Two Republicans who were elected to the Texas Legislature by voters in north central San Antonio held a rally in support of the Democratic candidate for state representative in that district on Wednesday.
Outside the voting location at Brook Hollow Library, State Rep. Steve Allison and former state senator Jeff Wentworth said they’re endorsing Democrat Laurel Jordan Swift for House District 121.
Allison currently represents House District 121, but he lost the Republican primary.
“I’m very sensitive to make sure that we have someone who’s honest, shows integrity, has a good reputation, commands respect, receives respect, and that’s Laurel,” Allison said.
“I don’t come to that lightly,” he added. “I’m very passionate about education. My view, that’s the most important issue we have. It’s the development of our workforce, development of our economy.”
Allison lost the Republican primary after Gov. Greg Abbott endorsed Marc LaHood and gave LaHood thousands of dollars in campaign donations.
Abbott endorsed more than a dozen Republican challengers for the Texas House of Representatives as part of a plan to replace anti-voucher Republicans with pro-voucher supporters and pass a voucher bill in the next legislative session.
Democrats need to flip about three House seats if they want to block the governor’s plan.
Wentworth said before this election that he had never voted for a Democrat to be in the Texas House of Representatives.
“What is really on the ballot on Nov. 5 is public education in this state,” Wentworth said. “I served in the [Texas] Legislature for 25 years, five years in the House and 20 in the Senate. The two most important things we do in the legislature is fund schools and roads, and yet we’re failing in our most important responsibility, and that is public education.”
Allison and Wentworth said they are backing Swift to protect Texas from school vouchers. The rally outside the busy early voting place focused on the issue.
Early voting ends on Friday, Nov. 1. Election Day is Tuesday, Nov. 5.
Vouchers give parents public dollars help pay for education expenses, including home schooling and private school. The version backed by Abbott is called an Education Savings Account.
“I say if there’s that much money available in the [state’s] general fund, it should be used to improve public schools,” Swift said at the rally, as her supporters applauded and cheered.
“The conservative option would be to invest in the system we have. Invest in the institutions that we already have created. The radical idea is to implement a voucher program,” she added.
Swift supporter Diane Montalvo took the opportunity to vote after attending Swift’s rally. She said it’s the down ballot races she’s most concerned about this election.
“The House District 121 race — that’s my big thing,” Montalvo said. “I’m a retired teacher. I have first-hand experience of how it’s important to fund our public schools, and so that’s, to me, the number one issue.”
Texas House District 121 is a traditionally Republican seat, but Democrats are hoping the voucher issue will help them turn the seat blue.
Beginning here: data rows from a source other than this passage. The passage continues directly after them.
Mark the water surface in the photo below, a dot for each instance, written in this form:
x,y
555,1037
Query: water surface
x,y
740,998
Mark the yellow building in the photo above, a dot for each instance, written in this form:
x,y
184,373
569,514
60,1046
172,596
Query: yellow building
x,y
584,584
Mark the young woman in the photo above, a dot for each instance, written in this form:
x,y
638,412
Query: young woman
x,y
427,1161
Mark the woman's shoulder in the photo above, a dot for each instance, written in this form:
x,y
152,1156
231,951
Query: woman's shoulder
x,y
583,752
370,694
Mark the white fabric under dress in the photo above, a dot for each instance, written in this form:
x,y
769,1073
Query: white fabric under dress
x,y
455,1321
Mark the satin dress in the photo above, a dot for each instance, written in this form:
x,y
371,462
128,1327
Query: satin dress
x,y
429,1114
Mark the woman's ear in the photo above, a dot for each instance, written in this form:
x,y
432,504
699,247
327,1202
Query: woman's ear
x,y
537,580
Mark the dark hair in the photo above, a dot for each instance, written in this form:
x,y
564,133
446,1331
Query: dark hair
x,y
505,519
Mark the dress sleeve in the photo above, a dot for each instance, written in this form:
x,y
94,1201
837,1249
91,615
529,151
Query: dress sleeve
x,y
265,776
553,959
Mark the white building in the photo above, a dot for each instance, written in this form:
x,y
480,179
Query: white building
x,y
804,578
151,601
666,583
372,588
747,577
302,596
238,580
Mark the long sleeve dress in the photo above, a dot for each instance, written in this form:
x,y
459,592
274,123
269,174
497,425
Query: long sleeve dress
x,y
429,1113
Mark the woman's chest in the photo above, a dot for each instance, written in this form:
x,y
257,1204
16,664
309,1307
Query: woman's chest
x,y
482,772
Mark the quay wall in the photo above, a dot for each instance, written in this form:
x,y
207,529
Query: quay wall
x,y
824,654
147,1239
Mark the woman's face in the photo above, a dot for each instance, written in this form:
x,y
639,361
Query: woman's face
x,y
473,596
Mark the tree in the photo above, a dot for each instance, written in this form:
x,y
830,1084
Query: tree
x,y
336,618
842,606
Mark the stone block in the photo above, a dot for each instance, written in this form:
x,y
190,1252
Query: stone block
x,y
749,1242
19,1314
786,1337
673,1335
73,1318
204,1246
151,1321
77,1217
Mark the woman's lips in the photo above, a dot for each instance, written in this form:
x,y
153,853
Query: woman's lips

As Montalvo spoke, a man walking toward the polling place said, “Go Trump.”
Dueling rally
Abbott stopped by San Antonio on Wednesday to campaign for LaHood at a dueling rally.
The governor spoke to supporters at the Angry Elephant bar near Stone Oak. He repeated a story he often shares to illustrate his belief that public schools are indoctrinating kids.
“The Dallas Independent School District, for example, a huge school district — they had an education guide informing families and students in that district how they can change their biological sex,” Abbott said. “If your child were in a school like that, do you think you should have the right to be able to move your child to another school?”
LaHood gave a similar reason for supporting vouchers: “We need to make sure that, if we want to keep our state free, that we raise children that can think for themselves.”
Even without public dollars to pay for private education, Texas families can choose to send their families to charter schools if they prefer them to the traditional public school in their neighborhood.
Both Swift and LaHood characterized the opposing argument on vouchers as false on Wednesday.
“The voucher plan is being touted as a way to help kids in poor performing schools go to private schools,” Swift said at her rally. “This is false. The vouchers are not enough to pay for any private schools that exist, and if new ones are built, they would be likely for-profit entities that would spend even less on educating kids.”
LaHood told his supporters that supporting vouchers is supporting an excellent education for all kids. “There’s a lie that they’ve been saying: That if we empower parents, if we give parents the right and the freedom to do what’s best for their children that is at odds with educating all of our children. That’s a lie,” he added.
Opponents of vouchers say they divert state funding to families who can already afford private school tuition, giving states less funding for public schools.
This summer ProPublica reported that Arizona is facing a $1.4 billion budget shortfall after implementing a universal school voucher plan that has been touted as a model for other states.